Livelli adeguati di vitamina D promuovono la risposta immunitaria innata. La risposta immunitaria adattativa è iniziata da cellule specializzate nella presentazione dell’antigene, DCS e macrofagi in particolare, attivando i linfociti T e B.
Il tipo di cellula T attivata dipende dal contesto in cui l’antigene è presentato da quale cellula e in quale ambiente.
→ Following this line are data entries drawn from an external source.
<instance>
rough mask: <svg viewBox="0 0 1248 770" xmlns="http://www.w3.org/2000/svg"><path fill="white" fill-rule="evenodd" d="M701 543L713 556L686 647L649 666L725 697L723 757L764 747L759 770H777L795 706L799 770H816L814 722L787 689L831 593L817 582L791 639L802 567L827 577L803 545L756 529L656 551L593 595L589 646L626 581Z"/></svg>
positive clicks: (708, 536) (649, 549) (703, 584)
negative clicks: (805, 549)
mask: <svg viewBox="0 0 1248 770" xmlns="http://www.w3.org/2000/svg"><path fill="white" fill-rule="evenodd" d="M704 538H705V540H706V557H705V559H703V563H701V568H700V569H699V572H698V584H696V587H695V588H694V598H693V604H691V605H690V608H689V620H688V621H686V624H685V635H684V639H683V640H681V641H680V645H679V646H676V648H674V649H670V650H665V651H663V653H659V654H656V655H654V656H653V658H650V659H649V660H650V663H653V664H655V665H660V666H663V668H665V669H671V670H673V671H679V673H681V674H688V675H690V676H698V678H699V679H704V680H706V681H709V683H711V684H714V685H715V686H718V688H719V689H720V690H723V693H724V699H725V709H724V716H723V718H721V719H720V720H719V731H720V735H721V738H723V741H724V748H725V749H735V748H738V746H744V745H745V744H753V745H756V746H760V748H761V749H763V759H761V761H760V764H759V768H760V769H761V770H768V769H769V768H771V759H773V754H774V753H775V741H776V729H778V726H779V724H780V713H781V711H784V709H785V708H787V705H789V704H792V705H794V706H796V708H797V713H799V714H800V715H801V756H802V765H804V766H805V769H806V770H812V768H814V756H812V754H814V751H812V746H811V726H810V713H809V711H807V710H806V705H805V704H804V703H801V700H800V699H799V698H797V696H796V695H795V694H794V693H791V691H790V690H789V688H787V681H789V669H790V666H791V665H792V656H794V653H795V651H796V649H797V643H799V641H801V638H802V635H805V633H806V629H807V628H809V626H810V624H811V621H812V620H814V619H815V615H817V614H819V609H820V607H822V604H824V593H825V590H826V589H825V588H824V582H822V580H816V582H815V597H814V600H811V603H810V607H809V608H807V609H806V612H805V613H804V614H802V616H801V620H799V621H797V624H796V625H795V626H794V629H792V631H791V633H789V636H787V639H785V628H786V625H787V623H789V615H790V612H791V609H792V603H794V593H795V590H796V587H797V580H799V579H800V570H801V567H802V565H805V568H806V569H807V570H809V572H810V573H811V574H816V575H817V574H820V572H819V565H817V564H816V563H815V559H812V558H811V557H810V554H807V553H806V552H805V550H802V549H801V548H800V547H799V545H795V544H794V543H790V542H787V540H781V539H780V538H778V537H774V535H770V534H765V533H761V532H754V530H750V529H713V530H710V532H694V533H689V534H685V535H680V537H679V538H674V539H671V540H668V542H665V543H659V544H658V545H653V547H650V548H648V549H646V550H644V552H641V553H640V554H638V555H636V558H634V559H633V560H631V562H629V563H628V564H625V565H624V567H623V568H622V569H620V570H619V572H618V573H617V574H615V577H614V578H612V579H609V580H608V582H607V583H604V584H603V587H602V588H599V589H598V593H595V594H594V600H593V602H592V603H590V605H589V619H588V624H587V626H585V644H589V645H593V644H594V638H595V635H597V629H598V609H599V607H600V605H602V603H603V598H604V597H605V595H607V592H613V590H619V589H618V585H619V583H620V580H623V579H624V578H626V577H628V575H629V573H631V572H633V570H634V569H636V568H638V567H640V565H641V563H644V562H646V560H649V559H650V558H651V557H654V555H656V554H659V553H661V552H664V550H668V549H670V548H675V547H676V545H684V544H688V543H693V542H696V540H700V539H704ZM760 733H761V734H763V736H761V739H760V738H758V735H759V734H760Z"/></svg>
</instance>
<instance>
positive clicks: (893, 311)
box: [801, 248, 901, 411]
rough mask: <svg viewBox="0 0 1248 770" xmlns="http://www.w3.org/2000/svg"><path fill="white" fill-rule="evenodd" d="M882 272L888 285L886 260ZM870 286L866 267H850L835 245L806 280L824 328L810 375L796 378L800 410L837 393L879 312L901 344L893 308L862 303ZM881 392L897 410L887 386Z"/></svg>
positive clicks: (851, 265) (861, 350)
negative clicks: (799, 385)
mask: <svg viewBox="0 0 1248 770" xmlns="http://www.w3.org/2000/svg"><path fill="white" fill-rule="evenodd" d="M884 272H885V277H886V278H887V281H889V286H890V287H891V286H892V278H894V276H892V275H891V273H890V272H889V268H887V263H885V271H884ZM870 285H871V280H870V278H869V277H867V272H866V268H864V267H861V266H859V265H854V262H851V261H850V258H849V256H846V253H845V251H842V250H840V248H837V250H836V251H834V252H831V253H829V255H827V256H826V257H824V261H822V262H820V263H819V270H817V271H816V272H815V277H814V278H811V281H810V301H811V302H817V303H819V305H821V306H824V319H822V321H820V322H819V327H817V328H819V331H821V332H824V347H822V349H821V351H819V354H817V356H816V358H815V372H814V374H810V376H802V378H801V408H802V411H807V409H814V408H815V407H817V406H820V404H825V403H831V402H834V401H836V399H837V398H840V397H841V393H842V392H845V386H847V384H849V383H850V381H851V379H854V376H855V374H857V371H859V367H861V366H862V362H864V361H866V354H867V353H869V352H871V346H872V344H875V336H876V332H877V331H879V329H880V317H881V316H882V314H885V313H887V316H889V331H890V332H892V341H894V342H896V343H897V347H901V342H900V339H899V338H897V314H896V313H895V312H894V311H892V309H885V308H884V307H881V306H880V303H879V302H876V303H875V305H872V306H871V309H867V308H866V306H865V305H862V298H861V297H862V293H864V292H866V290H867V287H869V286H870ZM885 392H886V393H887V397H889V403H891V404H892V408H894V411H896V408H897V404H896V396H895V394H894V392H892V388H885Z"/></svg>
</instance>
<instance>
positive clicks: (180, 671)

La vitamina D esercita un’azione inibitoria sul sistema immunitario adattivo.
1,25(OH)2D diminuisce la maturazione dei DC riducendo la loro capacità di attivare le cellule T (van Etten e Mathieu, 2005). Inoltre, sopprimendo la produzione di IL-12, importante per lo sviluppo di Th1, e la produzione di IL-23 e IL-6 importante per lo sviluppo e la funzione di Th17, 1,25(OH)2D inibisce lo sviluppo di cellule Th1 in grado di produrre IFN-γ e IL-2, e cellule Th17 che producono IL-17 (Daniel et al., 2008).